Of the 1,000 bottles Aldo Sohm and his team list at Le Bernardin, two-thirds of the wines they sell are white. That’s not surprising in one of the greatest fish restaurants in the world. But you might not expect to see Corison Napa Valley Cabernet or Bourgneuf Pomerol among the ten best-selling wines. Chef Eric Ripert likes to drink red Bordeaux with many of the fish preparations on the menu, and guests do as well. But when they put themselves in the sommelier’s hands, they’re likely to get white Burgundy or grüner veltliner from Austria, where Sohm himself produces one with Gerhard Kracher. Josh Greene caught up with Sohm at his wine bar across from Le Bernardin, where they shared a glass of the Sohm & Kracher grüner and talked about sales in the fourth quarter of 2017.
On wine sales increasing and menu prices increasing…
Our costs have gone up significantly—operating costs—and we also give health care to employees; that goes up. So where to do you get it? We have put up the prices. Yet we sold more wine than in previous years. The economy is good. Everyone seemed to make a lot of money last year. I see our guests are more centered and more specific. It’s mainly that I know these people and there’s a mutual trust. I’m here for ten years now; I go to a table and I don’t bring the wine list anymore. Some guests want to drink their Burgundies, some want to drink their Bordeaux. Some say, ‘Don’t give me Coche or Roulot; give me new wines.’
A Meursault on top.
We pushed the Vincent Latour, a cool little guy. We had it by the glass also. Many people said, ‘I like this wine, let’s have a bottle.’ How many Meursaults do you get for $120 a bottle, especially from a single vineyard? Almost none. That’s probably one reason our sales are up. If I can drink a Meursault for $120 versus a Sancerre for $90…that $30 ups the overall sales.
And Sancerre still comes in as your number three top-selling wine by the bottle.
Sancerre prices have developed. They are not cheap anymore. I am always afraid to put Sancerre on by the glass. If you do, your entire by the glass program collapses. Whether we wine geeks agree, the customer has a tendency to go with Sancerre. It’s a safe choice, it’s in trend; you don’t look stupid.
There’s no Champagne among your best-selling bottles.
We welcome people with a lot of Champagne. We comp it, mostly, so I don’t include it [in the sales report]. Champagne is a weird category. I love it, but for a consumer, it’s for something to celebrate with. Even then, they have a glass of Champagne and go straight into white wine.
I’ll tell you a story. My girlfriend and I went to Momofuku Ko for the tasting menu. I saw they had Chartogne-Taillet Couarres Château, an Extra Brut Champagne [blended from chardonnay, petit meslier, arbanne and pinot blanc]. I thought, perfect. Then I asked my girlfriend and she said, nah, let’s have white wine.
How is it that a Burgenland Blaufränkisch was the biggest new success at Le Bernardin?
I have Katia [Scharnagl], who is from Austria, basically my right hand. I am from Austria, obviously. People trust us and people are looking for alternatives. They are open to discover new wines. I’m going to pull really interesting wines that would be comparable to great French wines. In the last seven years, when you look at price developments with Bordeaux, Burgundy, Rhône, it’s up, up, up. [Austrian blaufränkisch] is the type of wine that has the opportunity to work with the food at Le Bernardin incredibly well.
On pricing
At Aldo Sohm Wine Bar, I wanted to have a wine you could buy for $11 in a Zalto glass, and an expensive wine as well. Then when we promote sommeliers from Aldo Sohm Wine Bar to Le Bernardin, they get used to it and they say, ‘Oh, this guy only ordered a $250 bottle of wine.’ ‘Only?’ I ask them, ‘How often do you go out and order $250 bottles of wine?’

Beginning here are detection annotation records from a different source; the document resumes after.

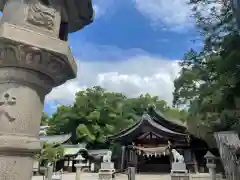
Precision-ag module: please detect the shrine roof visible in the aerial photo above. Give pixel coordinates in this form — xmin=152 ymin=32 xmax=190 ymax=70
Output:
xmin=108 ymin=106 xmax=188 ymax=142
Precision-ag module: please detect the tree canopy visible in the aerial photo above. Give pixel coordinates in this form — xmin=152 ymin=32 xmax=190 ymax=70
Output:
xmin=173 ymin=0 xmax=240 ymax=144
xmin=45 ymin=86 xmax=187 ymax=148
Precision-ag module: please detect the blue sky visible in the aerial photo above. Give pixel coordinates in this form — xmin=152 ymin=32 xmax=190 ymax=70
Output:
xmin=45 ymin=0 xmax=201 ymax=113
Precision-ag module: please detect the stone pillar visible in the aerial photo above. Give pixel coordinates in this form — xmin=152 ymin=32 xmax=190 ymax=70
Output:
xmin=0 ymin=0 xmax=94 ymax=180
xmin=128 ymin=167 xmax=136 ymax=180
xmin=121 ymin=146 xmax=126 ymax=172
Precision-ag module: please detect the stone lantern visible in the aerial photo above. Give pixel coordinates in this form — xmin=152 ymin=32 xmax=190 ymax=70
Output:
xmin=204 ymin=151 xmax=216 ymax=180
xmin=0 ymin=0 xmax=94 ymax=180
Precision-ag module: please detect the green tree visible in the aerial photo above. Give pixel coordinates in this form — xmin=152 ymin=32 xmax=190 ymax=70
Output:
xmin=40 ymin=112 xmax=49 ymax=126
xmin=35 ymin=143 xmax=63 ymax=165
xmin=173 ymin=0 xmax=240 ymax=143
xmin=48 ymin=86 xmax=186 ymax=148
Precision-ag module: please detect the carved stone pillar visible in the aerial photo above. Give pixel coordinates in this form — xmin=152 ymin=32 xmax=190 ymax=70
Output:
xmin=0 ymin=0 xmax=92 ymax=180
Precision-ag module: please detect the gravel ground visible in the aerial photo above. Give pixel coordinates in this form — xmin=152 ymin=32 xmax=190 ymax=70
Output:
xmin=32 ymin=173 xmax=170 ymax=180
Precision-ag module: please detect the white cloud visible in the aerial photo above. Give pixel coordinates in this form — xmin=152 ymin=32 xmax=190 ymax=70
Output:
xmin=46 ymin=47 xmax=180 ymax=109
xmin=132 ymin=0 xmax=194 ymax=31
xmin=93 ymin=0 xmax=116 ymax=20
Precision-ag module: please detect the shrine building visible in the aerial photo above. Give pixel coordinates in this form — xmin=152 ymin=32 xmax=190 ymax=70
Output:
xmin=108 ymin=106 xmax=208 ymax=173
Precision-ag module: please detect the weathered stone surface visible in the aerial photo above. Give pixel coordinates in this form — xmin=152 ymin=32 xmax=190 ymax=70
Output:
xmin=0 ymin=0 xmax=94 ymax=32
xmin=0 ymin=0 xmax=91 ymax=180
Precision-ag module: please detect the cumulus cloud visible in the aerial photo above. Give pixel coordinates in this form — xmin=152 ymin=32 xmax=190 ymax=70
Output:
xmin=46 ymin=44 xmax=180 ymax=110
xmin=93 ymin=0 xmax=116 ymax=20
xmin=132 ymin=0 xmax=194 ymax=31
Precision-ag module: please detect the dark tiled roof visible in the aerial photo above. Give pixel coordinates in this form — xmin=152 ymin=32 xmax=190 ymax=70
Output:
xmin=108 ymin=107 xmax=188 ymax=141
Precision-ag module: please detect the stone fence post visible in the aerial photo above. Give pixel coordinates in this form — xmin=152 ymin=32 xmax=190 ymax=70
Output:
xmin=0 ymin=0 xmax=92 ymax=180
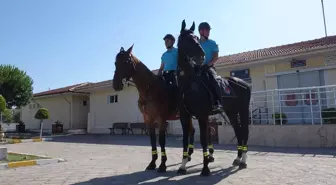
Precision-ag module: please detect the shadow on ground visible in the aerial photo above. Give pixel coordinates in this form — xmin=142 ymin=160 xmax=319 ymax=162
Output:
xmin=73 ymin=164 xmax=239 ymax=185
xmin=51 ymin=134 xmax=336 ymax=158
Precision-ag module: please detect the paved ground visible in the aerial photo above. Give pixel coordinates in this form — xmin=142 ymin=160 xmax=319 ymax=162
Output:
xmin=0 ymin=136 xmax=336 ymax=185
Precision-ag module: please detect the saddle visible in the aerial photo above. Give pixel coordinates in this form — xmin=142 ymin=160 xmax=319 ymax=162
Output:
xmin=216 ymin=75 xmax=237 ymax=98
xmin=202 ymin=67 xmax=237 ymax=98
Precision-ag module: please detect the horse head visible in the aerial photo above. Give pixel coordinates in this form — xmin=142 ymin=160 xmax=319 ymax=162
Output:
xmin=113 ymin=45 xmax=136 ymax=91
xmin=177 ymin=20 xmax=205 ymax=67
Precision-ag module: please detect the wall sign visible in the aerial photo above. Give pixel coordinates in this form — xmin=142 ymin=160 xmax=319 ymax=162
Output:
xmin=230 ymin=69 xmax=251 ymax=79
xmin=291 ymin=59 xmax=307 ymax=68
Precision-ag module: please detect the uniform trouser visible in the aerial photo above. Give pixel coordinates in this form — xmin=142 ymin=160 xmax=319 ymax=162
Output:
xmin=207 ymin=66 xmax=222 ymax=104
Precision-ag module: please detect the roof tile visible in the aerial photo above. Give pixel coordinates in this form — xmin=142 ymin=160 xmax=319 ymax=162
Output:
xmin=216 ymin=35 xmax=336 ymax=65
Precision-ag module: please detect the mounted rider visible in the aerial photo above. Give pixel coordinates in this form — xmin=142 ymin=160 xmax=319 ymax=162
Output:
xmin=158 ymin=34 xmax=178 ymax=87
xmin=198 ymin=22 xmax=223 ymax=112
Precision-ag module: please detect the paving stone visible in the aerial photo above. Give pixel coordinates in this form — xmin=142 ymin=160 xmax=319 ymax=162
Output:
xmin=0 ymin=135 xmax=336 ymax=185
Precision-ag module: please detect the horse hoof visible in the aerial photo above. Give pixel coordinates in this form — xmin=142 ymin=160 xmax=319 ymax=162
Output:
xmin=232 ymin=159 xmax=240 ymax=166
xmin=177 ymin=168 xmax=187 ymax=175
xmin=201 ymin=168 xmax=211 ymax=176
xmin=239 ymin=162 xmax=247 ymax=169
xmin=146 ymin=164 xmax=156 ymax=170
xmin=158 ymin=165 xmax=167 ymax=173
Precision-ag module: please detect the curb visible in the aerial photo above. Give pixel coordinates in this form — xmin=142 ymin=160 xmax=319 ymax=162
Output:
xmin=0 ymin=152 xmax=66 ymax=170
xmin=6 ymin=138 xmax=52 ymax=144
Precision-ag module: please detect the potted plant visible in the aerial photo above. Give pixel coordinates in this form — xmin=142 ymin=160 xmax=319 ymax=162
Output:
xmin=35 ymin=108 xmax=49 ymax=138
xmin=16 ymin=121 xmax=26 ymax=133
xmin=321 ymin=108 xmax=336 ymax=124
xmin=52 ymin=120 xmax=63 ymax=134
xmin=272 ymin=112 xmax=287 ymax=125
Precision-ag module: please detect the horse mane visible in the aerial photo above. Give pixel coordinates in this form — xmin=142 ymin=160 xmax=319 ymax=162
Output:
xmin=131 ymin=54 xmax=156 ymax=79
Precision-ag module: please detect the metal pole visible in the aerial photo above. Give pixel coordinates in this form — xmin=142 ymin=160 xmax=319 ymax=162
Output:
xmin=309 ymin=90 xmax=314 ymax=125
xmin=250 ymin=97 xmax=253 ymax=125
xmin=321 ymin=0 xmax=328 ymax=37
xmin=272 ymin=90 xmax=276 ymax=126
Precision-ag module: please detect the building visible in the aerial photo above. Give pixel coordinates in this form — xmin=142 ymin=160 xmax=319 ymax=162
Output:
xmin=21 ymin=83 xmax=90 ymax=130
xmin=21 ymin=36 xmax=336 ymax=140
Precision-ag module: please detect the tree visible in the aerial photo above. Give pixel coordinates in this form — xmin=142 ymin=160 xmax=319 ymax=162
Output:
xmin=0 ymin=95 xmax=6 ymax=125
xmin=35 ymin=108 xmax=49 ymax=139
xmin=2 ymin=109 xmax=13 ymax=123
xmin=0 ymin=64 xmax=34 ymax=108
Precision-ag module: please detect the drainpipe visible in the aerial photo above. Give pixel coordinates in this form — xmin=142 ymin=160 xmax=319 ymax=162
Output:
xmin=62 ymin=94 xmax=72 ymax=130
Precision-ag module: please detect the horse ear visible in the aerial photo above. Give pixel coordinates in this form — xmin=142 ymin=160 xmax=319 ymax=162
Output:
xmin=181 ymin=19 xmax=186 ymax=32
xmin=127 ymin=44 xmax=134 ymax=54
xmin=190 ymin=21 xmax=195 ymax=31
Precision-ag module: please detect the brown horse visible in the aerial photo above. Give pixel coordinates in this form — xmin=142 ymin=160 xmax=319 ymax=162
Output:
xmin=113 ymin=45 xmax=195 ymax=172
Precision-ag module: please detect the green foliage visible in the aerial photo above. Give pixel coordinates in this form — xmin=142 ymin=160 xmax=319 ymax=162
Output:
xmin=0 ymin=95 xmax=6 ymax=112
xmin=54 ymin=120 xmax=62 ymax=125
xmin=272 ymin=112 xmax=287 ymax=125
xmin=2 ymin=109 xmax=13 ymax=123
xmin=321 ymin=108 xmax=336 ymax=124
xmin=35 ymin=108 xmax=49 ymax=121
xmin=0 ymin=64 xmax=33 ymax=108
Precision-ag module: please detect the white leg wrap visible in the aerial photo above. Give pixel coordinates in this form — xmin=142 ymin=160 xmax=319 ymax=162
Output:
xmin=180 ymin=158 xmax=188 ymax=169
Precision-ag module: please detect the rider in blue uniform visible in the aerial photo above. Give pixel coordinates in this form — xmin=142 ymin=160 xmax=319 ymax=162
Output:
xmin=158 ymin=34 xmax=178 ymax=87
xmin=198 ymin=22 xmax=223 ymax=112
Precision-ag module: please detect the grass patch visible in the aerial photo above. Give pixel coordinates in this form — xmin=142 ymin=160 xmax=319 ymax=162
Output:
xmin=0 ymin=153 xmax=48 ymax=163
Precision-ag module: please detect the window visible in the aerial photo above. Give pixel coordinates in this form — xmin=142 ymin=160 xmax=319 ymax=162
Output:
xmin=107 ymin=95 xmax=118 ymax=103
xmin=230 ymin=69 xmax=252 ymax=84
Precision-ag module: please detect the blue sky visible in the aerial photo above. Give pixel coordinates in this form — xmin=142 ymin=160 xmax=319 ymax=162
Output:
xmin=0 ymin=0 xmax=336 ymax=93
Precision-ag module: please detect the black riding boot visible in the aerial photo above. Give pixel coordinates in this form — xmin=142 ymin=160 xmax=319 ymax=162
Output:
xmin=209 ymin=67 xmax=223 ymax=113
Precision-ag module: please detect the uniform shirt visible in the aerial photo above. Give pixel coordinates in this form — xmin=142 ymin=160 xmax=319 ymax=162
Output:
xmin=201 ymin=39 xmax=219 ymax=64
xmin=161 ymin=47 xmax=177 ymax=71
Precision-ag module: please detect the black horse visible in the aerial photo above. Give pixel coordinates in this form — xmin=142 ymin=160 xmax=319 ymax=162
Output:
xmin=177 ymin=20 xmax=251 ymax=176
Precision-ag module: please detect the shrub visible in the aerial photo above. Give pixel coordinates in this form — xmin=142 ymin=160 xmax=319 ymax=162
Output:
xmin=272 ymin=112 xmax=287 ymax=125
xmin=35 ymin=108 xmax=49 ymax=121
xmin=2 ymin=109 xmax=13 ymax=123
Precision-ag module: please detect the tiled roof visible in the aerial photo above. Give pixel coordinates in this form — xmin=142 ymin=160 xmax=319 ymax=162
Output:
xmin=33 ymin=82 xmax=90 ymax=97
xmin=216 ymin=35 xmax=336 ymax=65
xmin=72 ymin=35 xmax=336 ymax=89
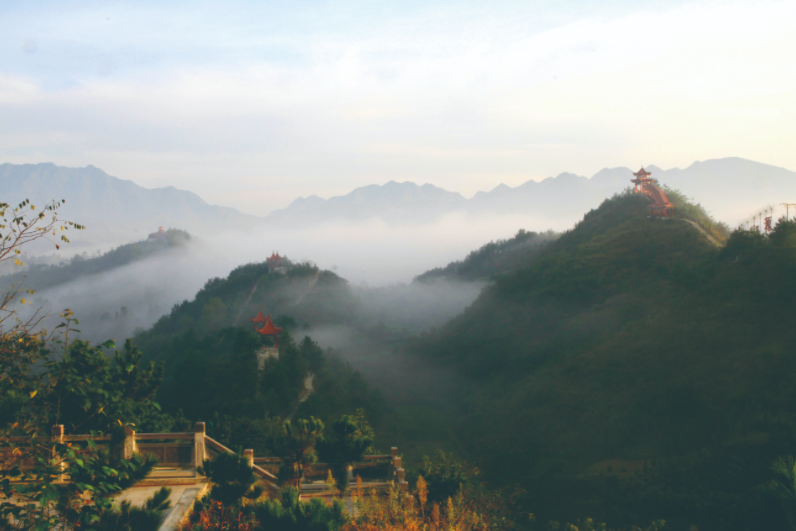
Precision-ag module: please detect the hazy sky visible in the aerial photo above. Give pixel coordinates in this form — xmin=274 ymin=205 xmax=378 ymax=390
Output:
xmin=0 ymin=0 xmax=796 ymax=214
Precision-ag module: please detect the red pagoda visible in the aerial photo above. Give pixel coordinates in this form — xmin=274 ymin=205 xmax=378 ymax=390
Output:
xmin=265 ymin=251 xmax=284 ymax=270
xmin=630 ymin=167 xmax=674 ymax=218
xmin=252 ymin=310 xmax=282 ymax=349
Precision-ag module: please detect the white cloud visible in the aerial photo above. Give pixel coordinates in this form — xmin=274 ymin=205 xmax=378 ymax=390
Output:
xmin=0 ymin=2 xmax=796 ymax=214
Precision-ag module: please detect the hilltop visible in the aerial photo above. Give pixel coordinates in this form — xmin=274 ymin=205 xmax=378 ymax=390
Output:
xmin=407 ymin=189 xmax=796 ymax=529
xmin=0 ymin=163 xmax=258 ymax=248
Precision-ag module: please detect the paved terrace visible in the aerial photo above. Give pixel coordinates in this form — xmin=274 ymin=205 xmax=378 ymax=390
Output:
xmin=4 ymin=422 xmax=409 ymax=531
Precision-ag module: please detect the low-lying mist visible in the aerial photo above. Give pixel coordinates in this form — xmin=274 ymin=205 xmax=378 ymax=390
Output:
xmin=12 ymin=215 xmax=548 ymax=351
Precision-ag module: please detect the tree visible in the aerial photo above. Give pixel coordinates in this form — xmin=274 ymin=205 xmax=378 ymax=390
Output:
xmin=197 ymin=453 xmax=263 ymax=505
xmin=274 ymin=417 xmax=323 ymax=491
xmin=763 ymin=456 xmax=796 ymax=529
xmin=0 ymin=200 xmax=169 ymax=531
xmin=315 ymin=415 xmax=374 ymax=497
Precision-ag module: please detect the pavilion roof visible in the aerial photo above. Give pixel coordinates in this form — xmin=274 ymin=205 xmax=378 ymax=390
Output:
xmin=257 ymin=315 xmax=282 ymax=336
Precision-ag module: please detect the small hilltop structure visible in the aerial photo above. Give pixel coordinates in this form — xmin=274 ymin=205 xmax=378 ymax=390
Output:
xmin=265 ymin=251 xmax=285 ymax=273
xmin=252 ymin=310 xmax=282 ymax=369
xmin=630 ymin=166 xmax=674 ymax=218
xmin=147 ymin=227 xmax=166 ymax=242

It’s like this category of $20 wine. It’s hard to find good wine for $20 at retail. And if a wine on a list is too cheap, people won’t buy it. If you put a really interesting wine on the list for $40, no one will buy it. You need a stretch of prices. You cannot have only $1,000 bottles and you cannot have only $50 and below, either. We have $2,000 bottles and $35 bottles. If I gave a couple of attorneys who had just closed a major deal a $35 wine and said, ‘It’s great,’ they wouldn’t want it. With only $50 and below, you’re doing a disservice. It has to be a healthy balance.
photo by Thomas Schauer
Joshua Greene is the editor and publisher of Wine & Spirits magazine.